Strengths and limitations
The strength of our study is that we consulted all categories of stakeholders usually involved in the return-to-work process of workers with CMDs. Although we found convergences among most of the participants’ comments and obtained data saturation for the main themes, it would be worthwhile to study stakeholders’ perceptions of the feasibility of implementing the TRW-CMD Program in more differentiated contexts, e.g., small/medium/large businesses, private/public insurers, or various ethno-cultural contexts.

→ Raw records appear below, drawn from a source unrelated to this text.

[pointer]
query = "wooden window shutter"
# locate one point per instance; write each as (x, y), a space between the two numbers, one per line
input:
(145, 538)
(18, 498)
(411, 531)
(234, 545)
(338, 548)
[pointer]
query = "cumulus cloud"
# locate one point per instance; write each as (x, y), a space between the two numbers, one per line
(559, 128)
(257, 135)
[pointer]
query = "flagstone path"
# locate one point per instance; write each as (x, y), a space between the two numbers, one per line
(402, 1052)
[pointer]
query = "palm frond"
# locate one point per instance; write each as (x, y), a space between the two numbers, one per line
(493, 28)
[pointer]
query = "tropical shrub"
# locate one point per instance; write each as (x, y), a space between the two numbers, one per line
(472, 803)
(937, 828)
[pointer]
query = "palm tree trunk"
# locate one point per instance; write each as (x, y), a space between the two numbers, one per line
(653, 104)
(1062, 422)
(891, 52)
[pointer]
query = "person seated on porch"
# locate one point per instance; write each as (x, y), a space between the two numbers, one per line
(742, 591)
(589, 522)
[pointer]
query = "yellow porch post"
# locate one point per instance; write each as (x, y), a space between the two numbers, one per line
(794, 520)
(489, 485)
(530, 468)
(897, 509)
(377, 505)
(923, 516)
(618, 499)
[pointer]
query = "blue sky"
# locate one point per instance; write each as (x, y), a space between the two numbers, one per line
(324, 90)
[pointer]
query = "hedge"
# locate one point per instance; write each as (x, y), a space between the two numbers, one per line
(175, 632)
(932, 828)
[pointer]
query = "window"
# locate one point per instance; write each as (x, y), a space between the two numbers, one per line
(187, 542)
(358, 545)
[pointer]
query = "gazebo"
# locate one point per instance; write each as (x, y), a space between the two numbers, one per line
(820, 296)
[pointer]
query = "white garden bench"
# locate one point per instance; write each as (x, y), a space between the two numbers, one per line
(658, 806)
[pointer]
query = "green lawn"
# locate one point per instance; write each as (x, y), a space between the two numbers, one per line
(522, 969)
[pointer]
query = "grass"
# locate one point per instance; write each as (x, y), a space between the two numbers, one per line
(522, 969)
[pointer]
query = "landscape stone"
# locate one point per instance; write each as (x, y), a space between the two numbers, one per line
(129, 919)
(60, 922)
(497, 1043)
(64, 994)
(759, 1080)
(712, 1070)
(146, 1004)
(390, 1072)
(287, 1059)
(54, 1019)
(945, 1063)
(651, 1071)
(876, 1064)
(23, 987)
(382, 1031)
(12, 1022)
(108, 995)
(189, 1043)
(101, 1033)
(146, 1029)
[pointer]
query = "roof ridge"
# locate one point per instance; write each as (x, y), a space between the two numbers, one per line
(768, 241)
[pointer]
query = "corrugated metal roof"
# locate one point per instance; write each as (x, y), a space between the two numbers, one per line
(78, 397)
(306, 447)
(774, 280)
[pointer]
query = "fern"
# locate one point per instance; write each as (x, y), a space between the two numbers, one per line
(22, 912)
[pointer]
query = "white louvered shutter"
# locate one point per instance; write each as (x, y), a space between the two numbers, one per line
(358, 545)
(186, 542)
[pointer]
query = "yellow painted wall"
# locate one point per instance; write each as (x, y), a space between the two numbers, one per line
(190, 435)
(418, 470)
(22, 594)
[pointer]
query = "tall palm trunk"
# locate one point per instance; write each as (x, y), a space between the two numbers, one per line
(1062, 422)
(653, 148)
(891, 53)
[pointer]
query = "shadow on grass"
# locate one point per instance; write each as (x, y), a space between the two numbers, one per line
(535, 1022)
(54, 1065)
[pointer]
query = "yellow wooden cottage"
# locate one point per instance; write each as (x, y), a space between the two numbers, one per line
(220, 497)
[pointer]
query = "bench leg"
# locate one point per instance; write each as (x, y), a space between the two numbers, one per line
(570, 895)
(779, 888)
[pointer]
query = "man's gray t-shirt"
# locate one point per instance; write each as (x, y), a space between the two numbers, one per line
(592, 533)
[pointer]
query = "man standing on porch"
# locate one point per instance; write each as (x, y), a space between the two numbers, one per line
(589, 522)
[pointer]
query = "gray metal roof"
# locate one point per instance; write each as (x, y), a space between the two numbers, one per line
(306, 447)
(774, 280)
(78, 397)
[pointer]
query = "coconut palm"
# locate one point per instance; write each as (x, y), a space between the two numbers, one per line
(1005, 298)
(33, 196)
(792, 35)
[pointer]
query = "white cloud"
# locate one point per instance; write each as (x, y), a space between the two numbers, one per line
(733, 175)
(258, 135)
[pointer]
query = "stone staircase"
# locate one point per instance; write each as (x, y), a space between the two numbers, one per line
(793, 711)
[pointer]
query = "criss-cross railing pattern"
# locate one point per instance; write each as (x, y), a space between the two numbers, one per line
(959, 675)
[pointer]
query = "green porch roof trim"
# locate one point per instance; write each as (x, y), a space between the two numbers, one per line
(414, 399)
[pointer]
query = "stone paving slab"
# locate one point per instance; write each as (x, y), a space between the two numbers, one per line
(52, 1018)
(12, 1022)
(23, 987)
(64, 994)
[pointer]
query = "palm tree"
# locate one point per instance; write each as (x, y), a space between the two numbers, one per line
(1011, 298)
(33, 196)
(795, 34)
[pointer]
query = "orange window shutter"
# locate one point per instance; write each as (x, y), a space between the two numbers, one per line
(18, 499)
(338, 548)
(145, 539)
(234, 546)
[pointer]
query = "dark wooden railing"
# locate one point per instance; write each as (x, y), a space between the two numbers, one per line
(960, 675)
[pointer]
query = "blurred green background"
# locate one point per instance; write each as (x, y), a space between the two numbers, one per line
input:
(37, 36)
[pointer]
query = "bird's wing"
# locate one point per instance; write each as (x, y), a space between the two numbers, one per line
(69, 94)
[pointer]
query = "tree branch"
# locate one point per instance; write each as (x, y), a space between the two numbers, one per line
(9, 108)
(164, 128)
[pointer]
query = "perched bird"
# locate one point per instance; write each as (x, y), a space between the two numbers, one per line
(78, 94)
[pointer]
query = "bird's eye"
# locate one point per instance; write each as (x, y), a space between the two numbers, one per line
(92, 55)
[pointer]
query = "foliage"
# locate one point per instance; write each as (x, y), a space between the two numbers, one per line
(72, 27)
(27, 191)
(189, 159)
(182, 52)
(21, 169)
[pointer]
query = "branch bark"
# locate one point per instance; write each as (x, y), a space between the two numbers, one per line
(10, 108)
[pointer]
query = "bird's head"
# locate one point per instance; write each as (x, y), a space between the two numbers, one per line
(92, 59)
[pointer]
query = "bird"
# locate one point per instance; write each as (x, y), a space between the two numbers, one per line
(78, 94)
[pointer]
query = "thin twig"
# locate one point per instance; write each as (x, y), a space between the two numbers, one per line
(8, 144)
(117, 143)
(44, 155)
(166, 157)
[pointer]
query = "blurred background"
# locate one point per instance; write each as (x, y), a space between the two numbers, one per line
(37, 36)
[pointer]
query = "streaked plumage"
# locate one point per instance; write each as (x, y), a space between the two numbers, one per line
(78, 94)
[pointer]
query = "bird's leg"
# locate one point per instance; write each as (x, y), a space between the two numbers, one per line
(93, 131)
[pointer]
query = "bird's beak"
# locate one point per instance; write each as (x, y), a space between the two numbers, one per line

The quality of information collected in a group discussion can be influenced by the group dynamics and participants’ charisma. Thus, some participants may have had difficulty expressing their opinions in the group discussions/individual interviews. Nonetheless, the first phase of the study, which allowed all participants to express their opinions, and the presence of an moderator/interviewer sensitive to nonverbal communications likely helped to minimize this possible limitation [21].
Conclusion
Feasibility studies are recommended during the development of complex interventions such as the TRW-CMD Program to improve their design and fu-ture implementation. In general, the implementation of the TRW-CMD Program is regarded as feasible from the stakeholder perspective, and no modification of the program’s logic models is required. However, the participating stakeholders highlighted a number of obstacles that could potentially undermine its feasibility, as well as possible facilitators to counteract most of them. It is therefore essential to take all these factors into account before proceeding to the next step of the broader study, i.e., implementation of the TRW-CMD Program in real practice settings.
Conflict of interest
Elyse Marois received awards from the Research Chair in Work Rehabilitation (J. Armand Bombardier –Pratt & Whitney Canada), the Institut de recherche Robert-Sauvé en santé et en sécurité du travail and the Fonds de recherche du Québec-Santé. A grant for the costs related to this study was received from the Research Chair in Work Rehabilitation (J. Armand Bombardier –Pratt & Whitney Canada). Elyse Marois, Marie-José Durand and Marie-France Coutu declare that they have no conflicts of interest.
Ethical approval
All procedures performed in this study involving human subjects were in accordance with the ethical standards of the Research Ethics Committee of the Centre Hospitalier Universitaire de Sherbrooke in Québec (project no. 13–154), and with the 1964 Helsinki Declaration and its later amendments, or comparable ethical standards. Informed consent was obtained from all individual participants included in the study.
Footnotes
Acknowledgments
The authors wish to thank the participants for the time and effort they contributed to the study.